中村桂子さんの著書『生命誌とは何か』を読み進めていると、私がこのnoteで徒然なるままに綴っていることが、もしかすると一つの「生命誌」なのではないかと思いました。

感じたこと、特に身体を通して直観した「ありのまま」を、言葉に降ろしてゆく。自分の感覚や体験に、先人が築いてきた知識の体系、紡いできた言葉を重ね合わせて、織物のように綴っていく。

その過程を通して、「生きているということ」が自分事として感じられるようになる。自分自身が生きているということだけでなく、「万物の通奏低音」としての生きているということ。

中村さんは生命誌に「学問と日常、つまり知識と体験の一体化」という願いを込められています。そして、科学の特徴である積み上げ方式に従って、「生命現象についての先人の成果を百パーセント活用しながらそれらを乗り越えていこう」と。

ヨガや音楽、言葉、自然科学。

好奇心、直感に従ってブリコラージュ的に拾い集めて、自分の内側にしまっておくと、時間と共に混ざり合い、発酵して、何かのきっかけで「こうかもしれない」と表に出てくる。

これからもそんな瞬間に出会い、紡ぎ、綴ってゆく。「生命誌」という織物を織り続けてゆくことが私の生き方なのかもしれません。

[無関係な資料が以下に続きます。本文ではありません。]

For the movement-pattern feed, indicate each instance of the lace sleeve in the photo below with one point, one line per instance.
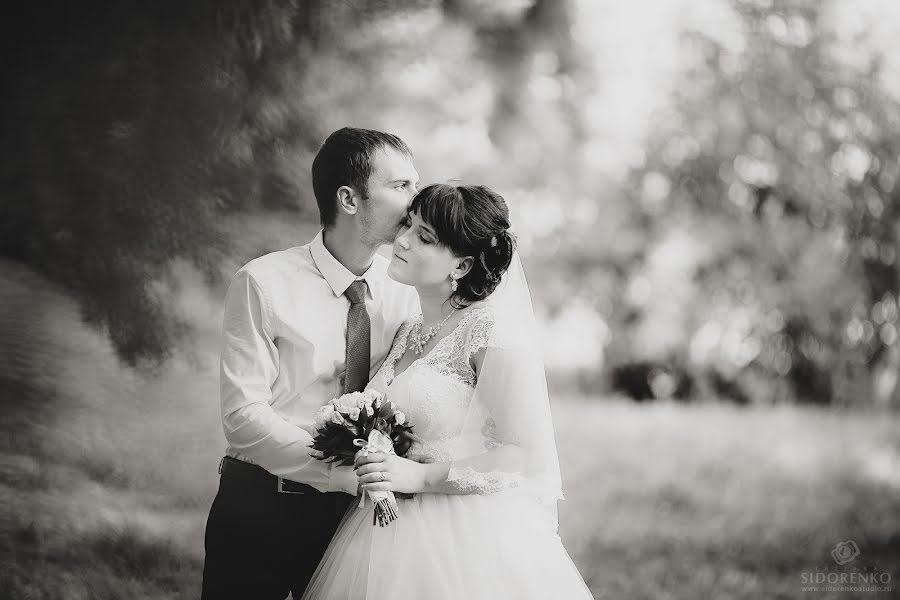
(466, 480)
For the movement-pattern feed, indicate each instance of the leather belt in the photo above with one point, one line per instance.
(256, 475)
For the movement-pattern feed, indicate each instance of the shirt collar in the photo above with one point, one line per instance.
(337, 275)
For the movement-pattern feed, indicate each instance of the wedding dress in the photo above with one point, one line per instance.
(496, 536)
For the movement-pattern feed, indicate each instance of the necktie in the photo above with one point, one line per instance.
(358, 352)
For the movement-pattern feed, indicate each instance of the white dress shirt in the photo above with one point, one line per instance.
(283, 355)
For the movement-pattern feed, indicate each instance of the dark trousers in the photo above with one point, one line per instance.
(262, 544)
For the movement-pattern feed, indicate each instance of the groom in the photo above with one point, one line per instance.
(303, 326)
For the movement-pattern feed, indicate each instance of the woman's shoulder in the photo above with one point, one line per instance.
(479, 323)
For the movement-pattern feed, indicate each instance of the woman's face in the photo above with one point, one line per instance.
(419, 260)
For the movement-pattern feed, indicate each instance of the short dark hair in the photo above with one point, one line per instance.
(346, 159)
(471, 220)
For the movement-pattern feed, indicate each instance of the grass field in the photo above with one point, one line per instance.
(663, 501)
(106, 478)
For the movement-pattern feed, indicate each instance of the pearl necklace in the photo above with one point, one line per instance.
(419, 339)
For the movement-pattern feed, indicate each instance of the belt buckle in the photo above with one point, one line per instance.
(281, 489)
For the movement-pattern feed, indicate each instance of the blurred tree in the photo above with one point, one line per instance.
(133, 129)
(784, 155)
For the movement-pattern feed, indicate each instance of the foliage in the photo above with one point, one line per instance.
(782, 157)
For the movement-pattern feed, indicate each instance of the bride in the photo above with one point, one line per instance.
(484, 471)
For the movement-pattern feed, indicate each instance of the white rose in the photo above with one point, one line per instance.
(324, 414)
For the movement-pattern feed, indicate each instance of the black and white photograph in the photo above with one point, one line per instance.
(450, 300)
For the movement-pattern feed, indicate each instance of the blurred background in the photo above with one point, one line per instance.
(707, 202)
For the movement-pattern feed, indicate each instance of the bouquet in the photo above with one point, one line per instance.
(363, 420)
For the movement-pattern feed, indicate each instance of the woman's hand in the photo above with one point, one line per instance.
(388, 472)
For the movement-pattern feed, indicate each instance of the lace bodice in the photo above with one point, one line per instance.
(436, 390)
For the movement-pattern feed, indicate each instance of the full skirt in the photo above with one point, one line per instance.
(490, 546)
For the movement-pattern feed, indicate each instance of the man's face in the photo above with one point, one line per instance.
(392, 185)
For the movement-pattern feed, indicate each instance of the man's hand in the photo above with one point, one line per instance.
(379, 471)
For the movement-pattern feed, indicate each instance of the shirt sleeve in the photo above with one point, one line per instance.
(249, 368)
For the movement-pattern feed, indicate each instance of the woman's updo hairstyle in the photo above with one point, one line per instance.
(471, 220)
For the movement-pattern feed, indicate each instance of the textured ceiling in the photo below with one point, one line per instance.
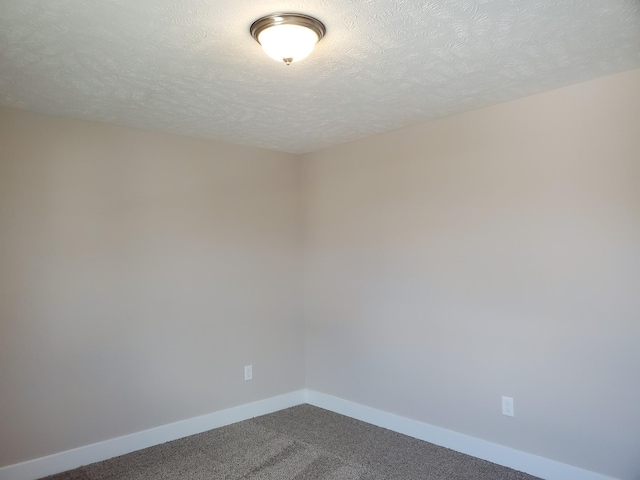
(191, 67)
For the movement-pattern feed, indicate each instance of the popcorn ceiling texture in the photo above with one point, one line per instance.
(191, 67)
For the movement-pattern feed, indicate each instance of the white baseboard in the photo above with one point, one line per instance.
(492, 452)
(59, 462)
(508, 457)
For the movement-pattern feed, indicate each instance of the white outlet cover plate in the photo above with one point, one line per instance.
(507, 406)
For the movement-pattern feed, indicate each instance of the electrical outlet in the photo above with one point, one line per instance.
(507, 406)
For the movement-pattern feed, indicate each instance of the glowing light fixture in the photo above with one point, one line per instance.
(287, 37)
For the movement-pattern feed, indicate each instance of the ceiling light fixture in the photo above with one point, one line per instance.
(287, 37)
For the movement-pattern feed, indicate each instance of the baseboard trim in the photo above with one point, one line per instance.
(492, 452)
(60, 462)
(508, 457)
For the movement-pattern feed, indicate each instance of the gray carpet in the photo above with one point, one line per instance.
(299, 443)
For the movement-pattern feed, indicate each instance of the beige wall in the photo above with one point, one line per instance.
(491, 253)
(139, 273)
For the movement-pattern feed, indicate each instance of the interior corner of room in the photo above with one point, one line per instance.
(472, 280)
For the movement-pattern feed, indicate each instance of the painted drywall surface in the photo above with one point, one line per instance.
(139, 273)
(492, 253)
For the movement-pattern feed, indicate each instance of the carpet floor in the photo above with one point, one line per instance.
(299, 443)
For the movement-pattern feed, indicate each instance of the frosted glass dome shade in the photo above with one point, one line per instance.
(283, 42)
(287, 37)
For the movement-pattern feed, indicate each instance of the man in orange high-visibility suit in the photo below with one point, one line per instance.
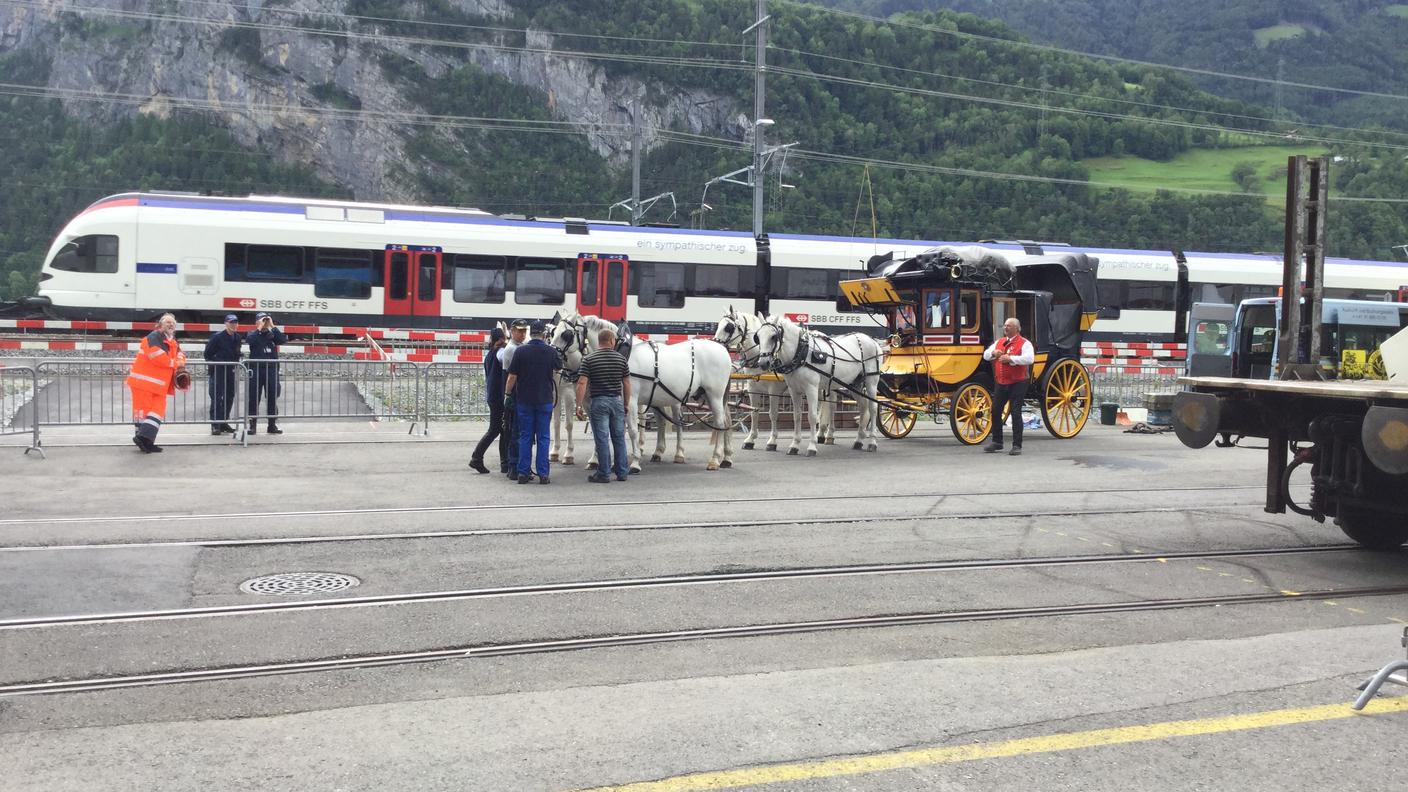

 実際の研究は、DNAを中心にした研究であり、生命科学とつながったものですが、視点が違います。実は生命誌という考え方をもつようになってからの私の関心は、生きものというより「生きているということ」にあるのだと思うようになりました。生物という物ではないし、また生命という抽象概念でもなく、生きているという現象です。

中村桂子『生命誌とは何か』

この「こと」という捉え方は面白いと思っています。現代科学が生物を機械のように見てDNAに還元するのはけしからん、生物は全体的な存在だといって、東洋思想をもち出して批判しても建設的ではありません。科学の特徴である積み上げ方式に従い、生命現象についての先人の成果を百パーセント活用しながらそれらを乗り越えていくのが最も面白い作業だと思っています。

中村桂子『生命誌とは何か』

大げさついでに、生命誌の狙い - というより願い - を上げておきます。学問と日常、つまり知識と体験の一体化です。なにより人間自身が生きものであり、他の生物は人類誕生以来つき合ってきた仲間ですから、日常の体験の中で知ったことがたくさんあります。直観でわかることもある。他の生きものの生き方から学ぶことも多い。それとDNAを基本にした生命システムの学問的理解とは矛盾せず、むしろ補い合い、かさなり合うはずです。こうして生まれるのが知恵でしょう。生命誌は、専門家と素人、研究者と生活者などの区別なしに、誰もが当事者です。あなたも生命誌の当事者と自覚していただきたいのです。